Cutler does not explicitly teach:
at least one of removing artifacts and enhancing the writing;  (Cutler: ¶[0099]; Cutler teaches the whiteboard camera output being fed into an image enhancer.

However, Zhang teaches:
at least one of removing artifacts and enhancing the writing;  (Zhang: ¶[0019]-¶[0020]; Zhang teaches white-balancing and color enhancement so that the remote participant can view the contents of the whiteboard better.)

Cutler and Zhang are in the same field of endeavor as the present invention, as the references are directed to capturing presentation content.  It would have been obvious, before the effective filing date of the claimed invention, to a person of ordinary skill in the art, to combine a system of extracting audio and visual content of a presentation and displaying to the user in an interface as taught in Cutler with further enhancing the writing on the whiteboard through white-balancing and color enhancement as taught in Zhang.  Cutler already teaches capturing whiteboard writing.  However, Cutler does not explicitly teach further enhancing the writing on the whiteboard through white-balancing and color enhancement.  Zhang provides this additional functionality.  As such, it would have been obvious to one of ordinary skill in the art to modify the teachings of Cutler to include teachings of Zhang because the combination would allow the remote user to clearly see the whiteboard content, as suggested by Zhang: ¶[0020].
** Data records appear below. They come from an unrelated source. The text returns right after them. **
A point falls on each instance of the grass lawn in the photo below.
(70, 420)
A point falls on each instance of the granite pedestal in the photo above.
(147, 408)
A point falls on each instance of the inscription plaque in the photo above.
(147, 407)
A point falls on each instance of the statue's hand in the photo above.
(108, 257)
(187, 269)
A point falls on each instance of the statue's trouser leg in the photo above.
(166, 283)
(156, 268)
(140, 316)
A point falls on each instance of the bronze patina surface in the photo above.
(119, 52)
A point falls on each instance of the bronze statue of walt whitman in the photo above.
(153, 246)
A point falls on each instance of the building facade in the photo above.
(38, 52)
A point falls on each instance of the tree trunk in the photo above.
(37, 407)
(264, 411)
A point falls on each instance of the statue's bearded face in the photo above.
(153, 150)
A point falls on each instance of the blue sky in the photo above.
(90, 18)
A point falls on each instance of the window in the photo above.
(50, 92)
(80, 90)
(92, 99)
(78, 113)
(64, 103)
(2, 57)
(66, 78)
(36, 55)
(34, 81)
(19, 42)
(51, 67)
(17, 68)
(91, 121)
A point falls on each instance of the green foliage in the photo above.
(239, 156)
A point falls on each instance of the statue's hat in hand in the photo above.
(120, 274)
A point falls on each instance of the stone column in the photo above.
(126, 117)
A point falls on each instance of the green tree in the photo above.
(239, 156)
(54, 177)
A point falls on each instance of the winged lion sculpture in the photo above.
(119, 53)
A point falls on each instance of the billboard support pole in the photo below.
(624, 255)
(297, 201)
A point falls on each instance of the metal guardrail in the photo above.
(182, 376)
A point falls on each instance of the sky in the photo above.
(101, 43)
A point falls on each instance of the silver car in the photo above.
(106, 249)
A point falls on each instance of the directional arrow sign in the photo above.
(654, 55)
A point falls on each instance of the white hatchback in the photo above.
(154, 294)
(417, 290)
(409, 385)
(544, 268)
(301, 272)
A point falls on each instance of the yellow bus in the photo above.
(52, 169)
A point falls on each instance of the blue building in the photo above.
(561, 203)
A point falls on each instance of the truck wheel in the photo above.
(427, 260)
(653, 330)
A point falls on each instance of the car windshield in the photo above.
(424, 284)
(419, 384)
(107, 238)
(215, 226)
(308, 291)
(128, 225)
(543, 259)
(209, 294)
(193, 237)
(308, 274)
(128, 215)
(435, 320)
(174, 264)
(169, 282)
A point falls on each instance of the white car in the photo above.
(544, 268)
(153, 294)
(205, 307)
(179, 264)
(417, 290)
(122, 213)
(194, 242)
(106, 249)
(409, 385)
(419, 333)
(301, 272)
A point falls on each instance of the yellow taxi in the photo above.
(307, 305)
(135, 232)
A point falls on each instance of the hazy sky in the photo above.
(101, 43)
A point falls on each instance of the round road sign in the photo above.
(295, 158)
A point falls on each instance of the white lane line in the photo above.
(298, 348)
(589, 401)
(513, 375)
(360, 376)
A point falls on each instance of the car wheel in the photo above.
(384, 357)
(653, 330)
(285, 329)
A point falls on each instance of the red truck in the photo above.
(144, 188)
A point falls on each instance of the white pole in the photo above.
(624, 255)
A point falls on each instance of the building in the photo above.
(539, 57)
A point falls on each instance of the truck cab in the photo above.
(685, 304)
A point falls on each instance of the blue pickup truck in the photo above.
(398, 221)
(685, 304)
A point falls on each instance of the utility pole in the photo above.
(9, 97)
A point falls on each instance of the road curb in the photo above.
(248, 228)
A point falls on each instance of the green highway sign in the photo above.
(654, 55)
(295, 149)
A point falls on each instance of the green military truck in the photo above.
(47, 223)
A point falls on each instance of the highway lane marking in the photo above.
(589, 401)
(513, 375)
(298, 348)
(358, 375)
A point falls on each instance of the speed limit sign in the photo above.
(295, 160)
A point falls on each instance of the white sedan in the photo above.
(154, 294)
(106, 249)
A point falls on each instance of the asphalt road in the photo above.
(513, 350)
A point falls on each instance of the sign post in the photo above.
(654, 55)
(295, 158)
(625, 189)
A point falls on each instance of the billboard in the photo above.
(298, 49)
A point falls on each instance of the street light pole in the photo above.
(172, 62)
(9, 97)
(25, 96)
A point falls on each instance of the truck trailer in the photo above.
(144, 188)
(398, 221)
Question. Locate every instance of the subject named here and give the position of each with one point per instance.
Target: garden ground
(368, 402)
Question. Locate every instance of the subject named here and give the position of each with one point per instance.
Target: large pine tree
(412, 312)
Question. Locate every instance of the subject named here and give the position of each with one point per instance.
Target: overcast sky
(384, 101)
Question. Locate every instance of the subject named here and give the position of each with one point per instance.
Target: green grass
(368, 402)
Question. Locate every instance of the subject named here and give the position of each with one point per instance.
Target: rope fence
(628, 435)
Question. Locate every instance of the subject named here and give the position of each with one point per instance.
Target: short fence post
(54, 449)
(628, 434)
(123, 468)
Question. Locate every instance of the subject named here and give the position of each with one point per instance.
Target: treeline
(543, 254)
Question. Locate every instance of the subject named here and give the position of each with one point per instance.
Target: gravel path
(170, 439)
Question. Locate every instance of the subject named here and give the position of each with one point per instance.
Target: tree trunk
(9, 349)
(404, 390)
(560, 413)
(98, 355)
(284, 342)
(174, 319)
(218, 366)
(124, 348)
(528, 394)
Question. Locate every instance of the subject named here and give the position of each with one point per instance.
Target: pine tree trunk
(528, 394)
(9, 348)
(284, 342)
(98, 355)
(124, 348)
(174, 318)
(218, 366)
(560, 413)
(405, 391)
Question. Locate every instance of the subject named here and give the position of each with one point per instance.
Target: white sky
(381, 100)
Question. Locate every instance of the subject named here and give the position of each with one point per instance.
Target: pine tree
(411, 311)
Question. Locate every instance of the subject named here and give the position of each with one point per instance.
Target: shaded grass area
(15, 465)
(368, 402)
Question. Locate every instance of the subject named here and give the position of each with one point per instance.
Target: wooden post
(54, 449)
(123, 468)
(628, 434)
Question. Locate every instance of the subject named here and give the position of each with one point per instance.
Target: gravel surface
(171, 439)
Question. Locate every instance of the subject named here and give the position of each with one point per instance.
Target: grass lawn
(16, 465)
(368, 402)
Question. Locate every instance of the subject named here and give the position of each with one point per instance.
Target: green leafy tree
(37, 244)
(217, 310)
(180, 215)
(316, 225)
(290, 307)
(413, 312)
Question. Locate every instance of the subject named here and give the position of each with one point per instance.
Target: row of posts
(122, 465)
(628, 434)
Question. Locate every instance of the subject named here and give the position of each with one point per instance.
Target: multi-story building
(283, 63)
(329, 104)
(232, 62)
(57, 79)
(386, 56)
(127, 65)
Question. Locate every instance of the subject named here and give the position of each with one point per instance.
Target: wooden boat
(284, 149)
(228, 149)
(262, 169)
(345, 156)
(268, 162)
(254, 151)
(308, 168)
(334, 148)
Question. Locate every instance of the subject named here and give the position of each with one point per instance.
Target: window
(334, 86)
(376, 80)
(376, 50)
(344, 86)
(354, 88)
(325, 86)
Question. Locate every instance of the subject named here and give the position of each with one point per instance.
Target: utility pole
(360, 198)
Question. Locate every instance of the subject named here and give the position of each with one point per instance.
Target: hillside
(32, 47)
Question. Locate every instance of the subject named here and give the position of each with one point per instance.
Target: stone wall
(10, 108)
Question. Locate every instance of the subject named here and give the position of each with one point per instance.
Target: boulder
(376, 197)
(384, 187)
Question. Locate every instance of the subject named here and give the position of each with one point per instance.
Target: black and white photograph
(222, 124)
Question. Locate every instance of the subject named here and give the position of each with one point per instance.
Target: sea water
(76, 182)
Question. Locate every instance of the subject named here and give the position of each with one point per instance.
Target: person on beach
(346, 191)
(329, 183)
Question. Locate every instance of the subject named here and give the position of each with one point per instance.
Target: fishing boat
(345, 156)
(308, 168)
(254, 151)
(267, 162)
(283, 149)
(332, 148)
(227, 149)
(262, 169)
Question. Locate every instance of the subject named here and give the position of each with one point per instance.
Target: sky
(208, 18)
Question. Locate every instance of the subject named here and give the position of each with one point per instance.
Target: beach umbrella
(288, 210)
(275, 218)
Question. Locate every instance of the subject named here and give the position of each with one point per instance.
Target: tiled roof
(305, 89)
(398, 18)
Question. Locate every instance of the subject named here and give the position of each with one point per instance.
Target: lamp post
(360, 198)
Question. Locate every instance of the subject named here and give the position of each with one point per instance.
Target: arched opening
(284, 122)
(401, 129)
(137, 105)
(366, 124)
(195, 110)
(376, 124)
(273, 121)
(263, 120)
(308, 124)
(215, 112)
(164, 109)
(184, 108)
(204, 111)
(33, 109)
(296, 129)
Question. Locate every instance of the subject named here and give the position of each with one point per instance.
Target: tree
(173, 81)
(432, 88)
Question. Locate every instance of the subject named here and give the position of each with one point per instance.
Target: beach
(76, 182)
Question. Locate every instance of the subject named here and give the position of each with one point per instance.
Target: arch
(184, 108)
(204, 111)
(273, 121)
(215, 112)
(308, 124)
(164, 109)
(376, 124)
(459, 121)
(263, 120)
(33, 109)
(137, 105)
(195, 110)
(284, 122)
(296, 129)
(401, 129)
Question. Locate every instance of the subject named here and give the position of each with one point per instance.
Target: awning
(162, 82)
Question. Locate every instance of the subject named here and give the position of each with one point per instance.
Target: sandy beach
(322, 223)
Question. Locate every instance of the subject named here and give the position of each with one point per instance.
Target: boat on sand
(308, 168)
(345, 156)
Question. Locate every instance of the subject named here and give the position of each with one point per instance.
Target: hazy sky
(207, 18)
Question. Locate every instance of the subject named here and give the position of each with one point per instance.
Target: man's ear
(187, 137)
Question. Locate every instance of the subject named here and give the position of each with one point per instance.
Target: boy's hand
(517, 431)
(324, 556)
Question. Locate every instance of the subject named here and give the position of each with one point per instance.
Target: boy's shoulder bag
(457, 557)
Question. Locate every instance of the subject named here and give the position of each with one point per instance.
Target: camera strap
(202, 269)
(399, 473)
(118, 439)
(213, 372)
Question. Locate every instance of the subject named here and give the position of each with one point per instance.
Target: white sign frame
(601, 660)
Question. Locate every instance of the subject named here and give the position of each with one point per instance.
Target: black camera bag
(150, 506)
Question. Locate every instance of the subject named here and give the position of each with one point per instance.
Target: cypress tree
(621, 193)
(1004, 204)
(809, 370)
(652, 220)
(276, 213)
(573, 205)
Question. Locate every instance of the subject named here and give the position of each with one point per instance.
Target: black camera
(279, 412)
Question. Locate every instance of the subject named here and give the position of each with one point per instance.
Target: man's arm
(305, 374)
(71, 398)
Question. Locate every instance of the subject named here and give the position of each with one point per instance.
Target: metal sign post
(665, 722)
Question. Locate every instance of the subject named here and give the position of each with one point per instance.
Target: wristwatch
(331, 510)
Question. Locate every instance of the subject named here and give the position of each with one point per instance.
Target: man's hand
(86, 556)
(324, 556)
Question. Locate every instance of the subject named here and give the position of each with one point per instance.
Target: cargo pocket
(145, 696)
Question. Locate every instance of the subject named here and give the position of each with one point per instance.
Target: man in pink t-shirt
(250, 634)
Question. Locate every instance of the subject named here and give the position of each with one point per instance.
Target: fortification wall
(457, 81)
Regarding claim 2, Cutler in view of Zhang teaches the method of claim 1 (as cited above):

Cutler further teaches:
further comprising, at least one of converting the key frames into key groups and interspersing other key grouped media with the time ordered one or more elements.  (The instant specification defines key groups (¶[0033]) as any fraction of the writing or of the key frames.  Accordingly, Cutler: ¶[0064] and ¶[0085], ¶[0099]-¶[0100]; Cutler teaches the keyframes summarizing the key points of the contents written on the whiteboard and further performing pen stroke analysis.  Further, ¶[0171] teaches that clicking on a key frame thumbnail synchronizes all the audio and video streams to the time the key frame was captured.)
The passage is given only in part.